Andrew Lambirth

Luminous serenity

issue 13 January 2007

Born in Gujarat, western India, in 1951, Shanti Panchal studied art in Bombay before coming to London on a British Council scholarship in 1978. He has made his home in this country ever since, with regular trips back to India, and enjoys a justly high reputation for the distinctive large-scale watercolours he specialises in. However, he produces only a few paintings a year (a large picture may take six to 12 months to complete), and has no commercial dealer to represent his work, so it is hard to see it unless on view in a museum. Panchal has been fortunate in official honours — winning the BP Portrait Award at the National Portrait Gallery in 1991, being appointed artist-in-residence at the British Museum and the Harris Museum, Preston, in 1994, and benefiting from various commissions in painting and stained glass — and has enjoyed solo shows in recent years at the Museum of Modern Art in Oxford (1993), Angel Row Gallery in Nottingham (1998) and Pitshanger Manor, London (2000). Now Chelmsford Museum has taken the initiative, and is showing a representative selection of Panchal’s remarkable paintings.

Although restricted in terms of exhibition space (though this is set to change with current plans for expansion), Chelmsford Museum has a solid standing among those who care about modern British painting.

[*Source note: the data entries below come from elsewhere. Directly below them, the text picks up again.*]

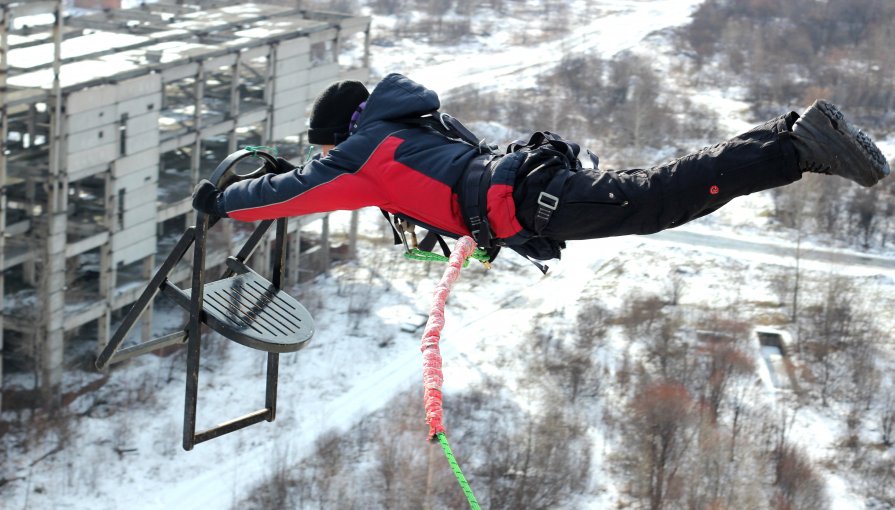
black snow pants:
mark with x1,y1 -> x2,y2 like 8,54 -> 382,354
514,112 -> 801,241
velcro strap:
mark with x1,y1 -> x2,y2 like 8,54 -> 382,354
459,156 -> 492,248
534,166 -> 572,235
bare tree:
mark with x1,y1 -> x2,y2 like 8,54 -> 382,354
630,383 -> 698,510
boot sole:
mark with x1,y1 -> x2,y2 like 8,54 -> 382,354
815,100 -> 892,186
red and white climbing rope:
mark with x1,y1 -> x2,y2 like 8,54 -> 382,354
420,237 -> 479,510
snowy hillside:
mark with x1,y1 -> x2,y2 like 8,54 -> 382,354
0,0 -> 895,510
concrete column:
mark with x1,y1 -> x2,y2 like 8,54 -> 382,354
320,215 -> 332,273
140,255 -> 155,342
348,211 -> 359,259
287,223 -> 301,285
0,4 -> 10,409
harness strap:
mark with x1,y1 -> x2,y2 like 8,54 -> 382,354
458,155 -> 493,249
534,163 -> 572,235
419,230 -> 451,257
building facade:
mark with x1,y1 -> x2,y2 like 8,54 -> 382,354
0,0 -> 370,405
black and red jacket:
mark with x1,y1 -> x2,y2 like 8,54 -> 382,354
222,74 -> 528,244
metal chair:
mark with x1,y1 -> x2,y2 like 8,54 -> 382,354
96,149 -> 314,450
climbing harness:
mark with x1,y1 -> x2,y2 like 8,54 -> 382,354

This is based more on the permanent collection than the exhibition programme, for among the treasures at Chelmsford (though not currently on the walls) are fine paintings by John Aldridge, Douglas Percy Bliss, Peter Coker and Cedric Morris. When I visited, there were a handful of works on show by the local boy Lynton Lamb (1907–77), best-known as an illustrator, but an interesting painter in oils as well. It would have been instructive to see the Shanti Panchal show hung beside a substantial selection of Chelmsford’s permanent collection of paintings, but resources currently preclude this.